Die Aufnahmekapazität von Kindern ist individuell verschieden – aber bei keinem Kind unendlich groß und oft kleiner, als manche Eltern meinen. Überfütterung mit Bildungsinhalten kann genauso schaden wie materielle Überfütterung.

Nicht immer steckt hinter der Über-Förderung das edle Motiv, die Entwicklung des Kindes optimal zu fördern. Manchmal dienen solche Programme – heimlich, vielleicht auch nur unbewusst – dem Zweck, sich das Kind vom Leibe zu halten. Manche Eltern wissen mit ihren Kindern nichts anzufangen, also werden die Kinder überall «gefördert», nur nicht zu Hause. Kinder spüren, was ihre «Förderung» in Wahrheit ist: Abschiebung.

Wer seine Kinder so verplant, dass diese ihre Zeit nicht mehr nach ihren eigenen Bedürfnissen und ihrem eigenen Rhythmus gestalten können, nimmt ihnen eine entwicklungspsychologisch wichtige Erfahrung, sagt der Schweizer Jugendpsychologe Allan Guggenbühl.1 Irgendwo im Tagesablauf des Kindes muss es eine Zeit geben, die nicht von Erwachsenen organisiert wird und in der sie nicht mit Erwachsenen zusammen sind.

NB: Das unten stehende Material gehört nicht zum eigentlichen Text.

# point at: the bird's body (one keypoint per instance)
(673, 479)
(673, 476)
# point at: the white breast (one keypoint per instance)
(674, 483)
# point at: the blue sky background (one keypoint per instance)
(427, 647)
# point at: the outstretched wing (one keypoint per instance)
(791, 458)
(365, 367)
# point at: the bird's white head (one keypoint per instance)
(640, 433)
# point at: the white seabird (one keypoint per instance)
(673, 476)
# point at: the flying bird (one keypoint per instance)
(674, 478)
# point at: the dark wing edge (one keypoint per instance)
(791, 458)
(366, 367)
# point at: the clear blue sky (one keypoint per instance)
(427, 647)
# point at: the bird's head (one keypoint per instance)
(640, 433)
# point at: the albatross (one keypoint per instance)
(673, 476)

In dieser Zeit sollten Kinder die Chance haben, auch einmal etwas aus eigenem Antrieb zu unternehmen. Sie brauchen die Möglichkeit, allein oder mit anderen Kindern ohne ständige Aufsicht durch Erwachsene etwas zu tun – oder auch nichts zu tun.

Die elterliche Zuständigkeit für die Kinder ist partiell, sagt Guggenbühl, «wir sind nur zum Teil für das Gedeihen unserer Kinder zuständig». Wir sollten lernen, unseren Kindern zuzutrauen, dass sie auch ohne unseren konstanten Beistand ihr Leben meistern. «Wer in die Kinderwelt hineinblickt, sieht, dass die Themen, denen sie sich in ihrer oft spärlichen Freizeit widmen, nicht unseren Wünschen entsprechen» und nichts mit der Erwachsenen weit zu tun haben, meint Guggenbühl.

Stundenlang wird ein Breakdance einstudiert, der Sprung mit dem Skateboard geübt oder einfach nur in den Tag hinein geträumt, statt das Geigenspiel zu üben oder die Lateingrammatik. Aber der Breakdance, die Tagträumereien, ja sogar die Langeweile sind mindestens so wichtig für die Entwicklung des Kindes wie Geige und Latein. Langeweile ist eine notwendige «innere Dimension des Erlebens» und «für Kinder immer auch eine Möglichkeit, zu sich selber zu finden» und «in sich selber nach Erlebnismöglichkeiten» zu suchen, sagt Guggenbühl.

Eine weitere Gefahr sieht Guggenbühl in der schon lange zu beobachtenden Tendenz, die Kinder aus der «richtigen» Welt, in der sich die Erwachsenen bewegen, zu verbannen, und ihnen Reservate zuzuweisen, wo sie sich unter Aufsicht balgen dürfen. Wo sie den Alltag der Erwachsenen nicht stören.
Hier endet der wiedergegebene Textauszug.